Jan. 5, 2007— -- Have you heard the one about the feather and the toothpaste? What about Saran-Wrapping the toilet seat? Or how about short-sheeting a bed?
Traditionally, the practical joke has been a rite of passage for high school seniors and college students with too much time on their hands.
Who doesn't have a friend of a friend who's cousin's half-sister's boyfriend pulled off a really great prank? But how many of us have actually been involved in one?
As it turns out, high schoolers and college students aren't the only ones who enjoy the secrecy, the intricate planning and the thrill of fleecing our families, friends and co-workers.

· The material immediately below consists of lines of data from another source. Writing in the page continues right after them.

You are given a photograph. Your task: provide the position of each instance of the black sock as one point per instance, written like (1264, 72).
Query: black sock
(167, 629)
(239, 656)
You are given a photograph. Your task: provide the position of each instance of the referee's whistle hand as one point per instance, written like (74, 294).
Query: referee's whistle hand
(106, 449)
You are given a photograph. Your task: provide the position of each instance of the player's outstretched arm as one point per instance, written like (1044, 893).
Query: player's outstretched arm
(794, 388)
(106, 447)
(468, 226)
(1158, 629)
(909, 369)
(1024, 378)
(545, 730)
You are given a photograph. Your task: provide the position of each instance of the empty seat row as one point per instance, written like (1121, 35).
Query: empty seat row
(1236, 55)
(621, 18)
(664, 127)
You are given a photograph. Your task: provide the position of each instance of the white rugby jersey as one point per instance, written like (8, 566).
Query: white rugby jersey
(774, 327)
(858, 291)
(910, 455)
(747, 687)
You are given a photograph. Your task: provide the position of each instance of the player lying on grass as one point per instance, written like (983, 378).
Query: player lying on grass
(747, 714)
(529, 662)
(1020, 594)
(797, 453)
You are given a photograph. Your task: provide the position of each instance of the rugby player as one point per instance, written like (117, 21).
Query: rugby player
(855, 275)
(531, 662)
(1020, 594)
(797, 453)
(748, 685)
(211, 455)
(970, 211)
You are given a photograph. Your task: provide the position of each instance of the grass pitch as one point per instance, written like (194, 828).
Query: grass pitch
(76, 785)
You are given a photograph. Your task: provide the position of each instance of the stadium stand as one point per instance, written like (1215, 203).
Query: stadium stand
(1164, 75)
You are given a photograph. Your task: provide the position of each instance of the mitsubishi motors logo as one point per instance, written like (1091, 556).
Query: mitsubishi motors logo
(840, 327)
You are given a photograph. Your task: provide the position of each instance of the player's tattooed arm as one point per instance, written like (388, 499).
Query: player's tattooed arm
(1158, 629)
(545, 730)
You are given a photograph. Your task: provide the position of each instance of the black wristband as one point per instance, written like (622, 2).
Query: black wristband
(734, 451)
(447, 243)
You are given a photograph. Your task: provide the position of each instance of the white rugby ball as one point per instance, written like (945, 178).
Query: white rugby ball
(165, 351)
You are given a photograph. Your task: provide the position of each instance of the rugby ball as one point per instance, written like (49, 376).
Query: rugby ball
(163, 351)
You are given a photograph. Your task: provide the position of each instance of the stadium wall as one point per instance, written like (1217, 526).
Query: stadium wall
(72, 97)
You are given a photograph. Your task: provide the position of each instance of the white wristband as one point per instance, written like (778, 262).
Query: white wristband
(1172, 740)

Millions of people, from 19-year-olds to 92-year-olds, tune in to television shows like the TV classic "Candid Camera" and MTV's updated celebrity version, "Punk'd," just to see strangers making fools of themselves.
Now, thanks to the Internet, Web sites such as YouTube and Flickr, homemade videos or photos of pranks can be made instantly available to a huge, international audience.
Scott Ableman, who works for a Washington D.C.-area Internet company, InPhonic, found out just how "viral" a good practical joke can be.
One ordinary Friday last month, Ableman and a dozen of his co-workers snuck out to the parking garage and covered another colleague's prized Jaguar in Post-it notes. Always parking his Jag in a faraway corner "so not to be hit or dinged," Walt, the owner of the Jaguar, was an obvious target.
"We work hard and play hard at InPhonic," said Ableman, in an interview with ABC News. "Practical jokes are kind of a tradition at our company. ... It had to be done."
Two hours and 14,000 magenta, lime-green, neon-yellow, purple and electric-blue Post-its later, not one inch of the car was left bare.
"It looked like a piñata when we were all done," said Ableman. With its pink wheels, yellow lights, purple hood, blue trunk and mismatched body panels, you'd think Ableman and his crew had had it all planned out.
"It wasn't a plan at all," said Ableman. "We just got a lot of different colored Post-it notes, and then one person decided to make some tires pink and other people copied that and then we decided to make the moon roof and body panels different colors. In the end, it looks like a pretty nice design."
So how did Walt, the owner of the Jaguar, react when he saw his adored auto covered in thousands of sticky pieces of paper? "He didn't think it was his own," said Ableman. "He said, 'Where did my car go?!'"
Fortunately, Walt was a good sport. He got such a kick out of it that "he decided his kids had to see it and peeled off only the Post-it notes on the windows and drove off," said Ableman.
Ableman and his cohorts decided to document the experience, taking pictures of the final product, and posting them on Flickr, a popular photo sharing Web site. "We originally hoped to take photos and put them on the Internet, because we thought that would be a fun way for [Walt] to discover it for the first time."
Although Walt never saw the photos of his car on the Internet, many bloggers and Internet junkies did. "The photos just took off," said Ableman. "The blogosphere has picked up on it and, as of today, according to Flickr, the photos have had more than 150,000 views. We've seen links to these photos on Web sites all over the country, [and in] Spain, France, Germany, the Netherlands, all over the world."
Ableman can hardly believe the overwhelming response these photos. "I work for an Internet company, but I've never experienced anything like this," he said. "E-mails flying constantly. It's quite a distraction actually."
But don't think Ableman's sudden online success has gone to his head. "A lot of people try to create something viral and you know it. You can smell it as soon as it happens," he explained. "And then, when you're not trying at all, something like this just blindsides you, and that's one reason the Internet is so wonderful. True democracy," said Ableman.